Петро Панч - Клокотала Украина (с иллюстрациями)
— Ладно, это мое дело! — сказал Кривонос, как бы оправдываясь. — Но только чует мое сердце, что она жива...
— Ты скажи лучше: когда будет конец польской администрации? Позором покрыли казаков!
— Когда казаки разуму наберутся, человече! — Он выпил кружку горилки, за ней другую. — Одно к одному. Видишь, как паны-ляхи разлеглись на столах, от спеси вот-вот лопнут, а казацкая старши́на спинами стены вытирает, да еще и сабельками позвякивает. Глаза б мои не глядели! Неужто и Филон Джалалий вот так же выстаивает, когда приходит в корчму?
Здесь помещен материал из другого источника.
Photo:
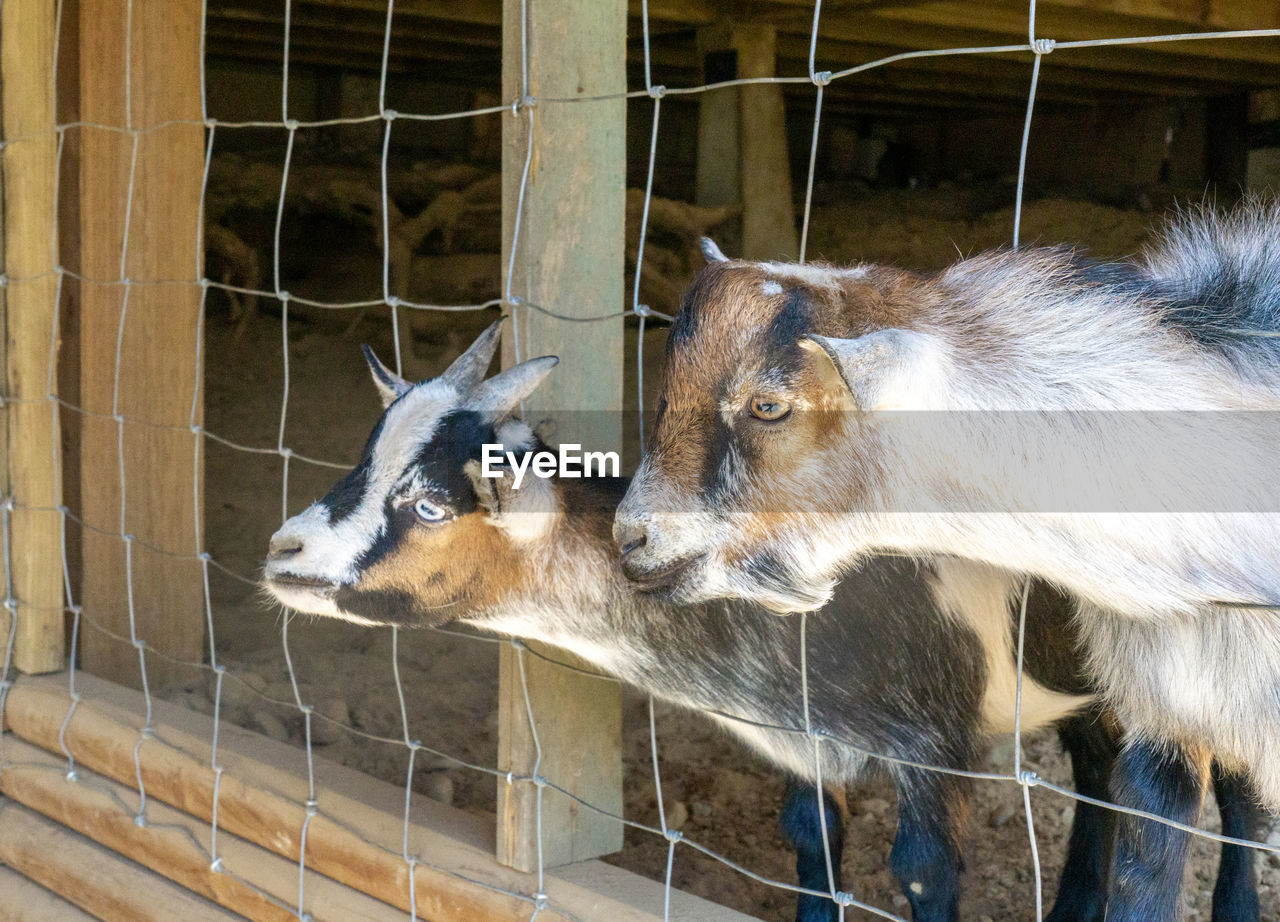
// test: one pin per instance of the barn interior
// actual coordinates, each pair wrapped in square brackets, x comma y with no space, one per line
[915,163]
— Пан сотник знает себе цену и умеет беречь казацкое имя: он не пойдет туда, где шляхтой пахнет.
— Застану ли я его дома? Не уехал ли он в полк?
— Слыхал, будто дома, на хуторе.
— Ну, а ты как, пан Захарко, в случае чего?
Глаза казака блудливо забегали.
— Говорят, не высовывай головы, уши будут целы. Вот так и я.
— Слыхал, слыхал я, что ты все богатеешь, в паны лезешь.
— Благодарение судьбе, теперь я имею и кусок хлеба и кое-что к хлебу.
— А что люд украинский стонет?
— Пробовали уже брыкаться, да еще хуже стало, и Филон говорит: «К высочайшему не дойдешь, а ближайшему цена — грош».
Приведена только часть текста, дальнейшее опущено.